Include grape-graphx dependency in your project’s pom.xml.

<dependency>
  <groupId>com.alibaba.graphscope</groupId>
  <artifactId>grape-graphx</artifactId>
  <classifier>shaded</classifier>
  <scope>provided</scope>
  <version>0.19.0</version>
</dependency>

And you also need to configure maven-shaded-plugin with following configuration to make sure the conflicts can be correctly resolved.

<plugin>
    <groupId>org.apache.maven.plugins</groupId>
    <artifactId>maven-shade-plugin</artifactId>
    <executions>
        <execution>
        <goals>
            <goal>shade</goal>
        </goals>
        <phase>package</phase>
        <configuration>
            <filters>
                <filter>
                    <artifact>org.apache.spark:*</artifact>
                    <includes>
                        <include>org/apache/spark/**</include>
                    </includes>
                </filter>
            </filters>
            <relocations>
            <relocation>
                <pattern>org.apache.spark.graphx</pattern>
                <shadedPattern>org.apache.spark.gs.graphx</shadedPattern>
            </relocation>
            </relocations>
        </configuration>
        </execution>
    </executions>
</plugin>

Develop customized GraphX algorithm towards GraphScope.#

Other than the interface provided by GraphX, GraphScope also provide some other graphscope-only features via GSSparkSession.
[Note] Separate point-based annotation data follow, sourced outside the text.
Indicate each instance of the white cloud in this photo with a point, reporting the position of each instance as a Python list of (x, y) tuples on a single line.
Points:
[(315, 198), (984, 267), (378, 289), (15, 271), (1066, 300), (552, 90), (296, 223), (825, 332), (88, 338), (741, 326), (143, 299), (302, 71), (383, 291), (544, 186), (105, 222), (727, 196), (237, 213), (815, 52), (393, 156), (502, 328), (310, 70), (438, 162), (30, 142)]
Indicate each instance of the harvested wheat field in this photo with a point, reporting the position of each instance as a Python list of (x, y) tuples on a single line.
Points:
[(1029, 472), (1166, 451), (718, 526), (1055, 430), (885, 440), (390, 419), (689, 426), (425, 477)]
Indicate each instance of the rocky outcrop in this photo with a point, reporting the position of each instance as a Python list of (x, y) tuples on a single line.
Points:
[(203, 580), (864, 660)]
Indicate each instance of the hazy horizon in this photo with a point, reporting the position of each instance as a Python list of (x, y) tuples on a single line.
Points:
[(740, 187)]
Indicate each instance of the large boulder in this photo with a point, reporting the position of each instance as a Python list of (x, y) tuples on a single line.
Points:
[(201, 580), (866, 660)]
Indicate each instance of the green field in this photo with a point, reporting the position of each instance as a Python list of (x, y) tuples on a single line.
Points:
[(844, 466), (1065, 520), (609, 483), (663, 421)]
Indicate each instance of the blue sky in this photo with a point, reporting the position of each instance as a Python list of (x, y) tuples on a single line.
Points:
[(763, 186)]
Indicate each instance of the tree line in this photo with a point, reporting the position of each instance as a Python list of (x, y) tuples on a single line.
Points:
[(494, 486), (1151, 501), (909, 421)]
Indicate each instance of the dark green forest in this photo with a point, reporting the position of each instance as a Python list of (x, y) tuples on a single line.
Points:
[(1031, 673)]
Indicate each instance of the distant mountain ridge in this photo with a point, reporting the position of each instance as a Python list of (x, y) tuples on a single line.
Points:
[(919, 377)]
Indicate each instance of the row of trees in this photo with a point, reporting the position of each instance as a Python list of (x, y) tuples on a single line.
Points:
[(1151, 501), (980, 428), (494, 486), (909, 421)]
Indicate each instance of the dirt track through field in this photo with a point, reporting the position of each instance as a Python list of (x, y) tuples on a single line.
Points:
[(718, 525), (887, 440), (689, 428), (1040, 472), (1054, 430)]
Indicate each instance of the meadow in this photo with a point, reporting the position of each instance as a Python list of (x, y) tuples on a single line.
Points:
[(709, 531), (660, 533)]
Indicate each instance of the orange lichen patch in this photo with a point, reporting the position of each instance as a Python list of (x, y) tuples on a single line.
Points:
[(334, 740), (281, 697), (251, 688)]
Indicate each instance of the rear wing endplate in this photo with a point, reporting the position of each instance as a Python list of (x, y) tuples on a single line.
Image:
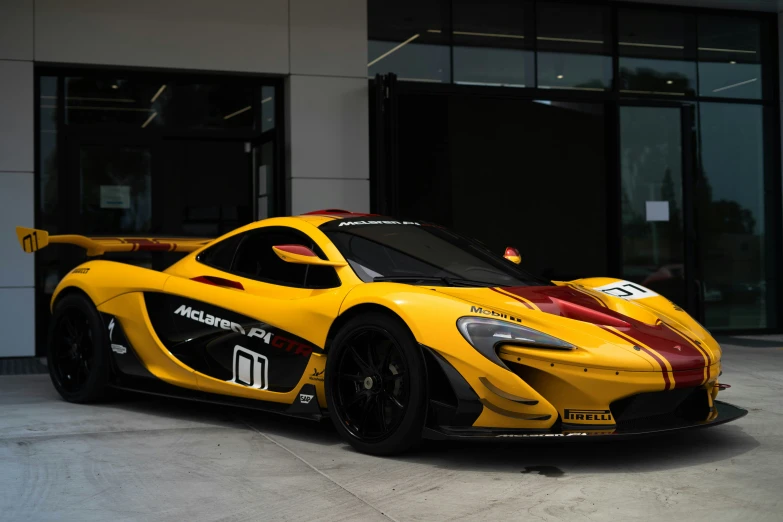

User shall use GSSparkSession instead of SparkSession to make their algorithm runnable on GraphScope.

GSSparkSession extends SparkSession with following new methods.

/** GraphScope related param, setting vineyard memory size.
*/
def vineyardMemory(memoryStr: String): Builder =
config("spark.gs.vineyard.memory", memoryStr)

/** GraphScope vineyard socket file. Vineyard process should be bound on this address on all workers.
*/
def vineyardSock(filePath: String): Builder = {
config("spark.gs.vineyard.sock", filePath)
}

/** User need to specify the file path to the jar submitted to spark cluster.
*/
def gsSubmitJar(filePath: String): Builder = {
config("spark.gs.submit.jar", filePath)
}

// convert GraphX Graph to GrapeGraph
def toGSGraph[VD: ClassTag, ED: ClassTag](
    graph: Graph[VD, ED]
): GrapeGraphImpl[VD, ED] = {

}

// Load grapeGraph from files.
def loadGraphToGS[VD: ClassTag, ED: ClassTag](
    vFilePath: String,
    eFilePath: String,
    numPartitions: Int
): GrapeGraphImpl[VD, ED] = {
}

Run customized GraphX algorithms on Spark with GraphScope support#

Great performance improvement is observed when running graphx algorithms on GraphScope other than GraphX. To enable GraphScope support, just add necessary arguments to spark-submit shell when submit your job, like Submit example GraphX app to Spark. Just remember to to change jar name, app name and params.